雷西點着頭,望着臉容憔悴的父親,還有眼角那皺起的尾紋,咽道:“對不起,父親,讓您受心了,您也不要太擔心我了,十年對我來說,眨眼就過,您自己要好好保證身體。”
父子情深,又豈是千言萬語所能述說呢?
一旁的格丞相,忽然高聲呼喝道:“時辰已到,雷大人,你還是先行離去吧,蘭主持要給你的寶貝兒子施展隔凍刑罰了。”
雷力克厭惡地看着格丞相,‘冷哼’一聲,道:“孩子,我走了,你放心,這十年間我會好好守護你的冰凍之身,不會讓任何人去傷害你的。”說完,深深地凝望了一眼雷西,才轉身離去,頭也不回的走出了廣場,他不忍看着孩子受罰。
格丞相對着邊上面無表情,身着皇衣的枯瘦老人,右手向前一伸,道:“時辰已到,蘭主持,請您施法……”
蘭主持面無表情,一副冷默表情,大邁步走向了刑場中的雷西。
站定到雷西身前,冷冷地道:“雷西,你因私通格丞相準備嫁給國王之女格麗絲,你可知罪。”
雷西聽着,大笑一聲,並不答話。
蘭主持毫不理會,接着道:“你還想謀反叛國,串通外賊,但國王念在你是他侄兒的情份上,免你死罪,減罰於你爲十年隔凍刑期……”
望着面無表情的蘭主持,聽他在前邊呤着亂七八糟的罪行,雷西怒極狂笑,還不等他說完,就吼道:“要施法,你就快點,囉裡囉嗦幹什麼。”
蘭主持聽他吼聲,連眉毛也沒動一下,停口不再做聲,一把展開捧在手上的卷軸,乾脆利索,發出十年隔凍的刑法。
只見,一道刺眼的白色光芒隨即從卷軸放出,卷軸消失不見,一團霧濛濛的冷氣,在不到一眨眼的時間內,雷西的身體就被一層厚達一米的冰層所覆蓋,成了一聲長方形的冰塊,透明的冰塊中還能瞧到雷西憤怒的表情,欲動的身體和那捆綁着他四肢的錚錚鐵鏈。
他被瞬息冰凍了!
走出廣場的雷力克,眼睛閉了上去,淚珠從眼角滑落,被冰凍的是他的兒子啊,他唯一的兒子!
望着成冰凍的雷西,格丞相心下鬆了一口氣,臉上浮現層層地笑意,這下子,我看你何年何歲醒轉過來,跟我作對?你還嫩了點。
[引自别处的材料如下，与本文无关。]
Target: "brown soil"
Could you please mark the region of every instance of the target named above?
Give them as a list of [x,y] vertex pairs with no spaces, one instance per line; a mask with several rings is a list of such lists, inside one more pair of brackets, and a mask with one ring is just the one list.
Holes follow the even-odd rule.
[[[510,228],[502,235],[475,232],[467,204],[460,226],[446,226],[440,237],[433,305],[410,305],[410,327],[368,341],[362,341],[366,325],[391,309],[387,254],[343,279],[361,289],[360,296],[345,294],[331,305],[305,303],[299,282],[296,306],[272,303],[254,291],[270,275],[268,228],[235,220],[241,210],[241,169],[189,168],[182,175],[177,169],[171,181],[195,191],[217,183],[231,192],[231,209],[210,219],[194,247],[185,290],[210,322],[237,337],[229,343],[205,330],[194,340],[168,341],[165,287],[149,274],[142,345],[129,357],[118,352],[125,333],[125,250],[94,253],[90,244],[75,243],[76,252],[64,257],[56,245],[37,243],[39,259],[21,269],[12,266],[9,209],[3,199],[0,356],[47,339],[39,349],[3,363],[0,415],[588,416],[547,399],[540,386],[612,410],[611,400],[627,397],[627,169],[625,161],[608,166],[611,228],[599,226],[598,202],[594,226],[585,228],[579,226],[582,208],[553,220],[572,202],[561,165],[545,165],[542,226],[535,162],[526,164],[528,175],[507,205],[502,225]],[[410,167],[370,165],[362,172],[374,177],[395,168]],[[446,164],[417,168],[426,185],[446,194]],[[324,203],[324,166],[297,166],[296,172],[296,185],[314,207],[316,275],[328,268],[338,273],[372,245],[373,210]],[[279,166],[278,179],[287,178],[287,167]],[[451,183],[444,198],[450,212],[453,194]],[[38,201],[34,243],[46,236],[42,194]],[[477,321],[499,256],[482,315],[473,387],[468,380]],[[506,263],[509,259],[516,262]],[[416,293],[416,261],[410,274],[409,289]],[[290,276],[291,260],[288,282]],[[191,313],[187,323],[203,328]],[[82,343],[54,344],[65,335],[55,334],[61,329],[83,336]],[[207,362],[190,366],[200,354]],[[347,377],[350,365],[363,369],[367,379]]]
昨天晚上他可是花了不小的重金纔買通施法的蘭主持,讓他施法的卷軸中加多冰凍年數,具體爲多少年,他也不清楚了,反正很多,多得他這輩子是再也見不到雷西的了。
蘭主持向着守立一旁的士兵,枯手一揮,冷聲道:“押到皇家冰凍室!”
一輛高大的馬車被數匹神俊的馬,拖到了刑場邊上,數百個士兵動作迅速地用一根粗大繩子捆綁好冰塊,掉到馬車上。
馬車是專門用來冰凍皇家罪犯特製的,這是百餘年來的第一次使用,卻一點也不似舊物,嶄新的馬車沿着寬敞的皇宮大道,很快便馳出了皇宮,經北城門,駛出米泉城,向皇室聖山烏拉爾西山而去。
馬車沿途經過的都城大街,吸引了無數居民的觀看,雷西卻無法得知了,因爲他被瞬息冰凍了,只能到了解凍時,他纔會恢復神智。
當車隊經過北城門時,那個一臉麻子的北城門隊長,望着馬車上被冰凍的雷西,喃喃道:“多麼強,多麼厲害的一條漢子,身爲斯蘭國第一勇士,卻想不到卻遭受了冰凍之刑。”
說完,雙目泛着敬意,目送着車上的雷西,神色肅然,然後又大勁的猛灌下一口濃濃烈酒。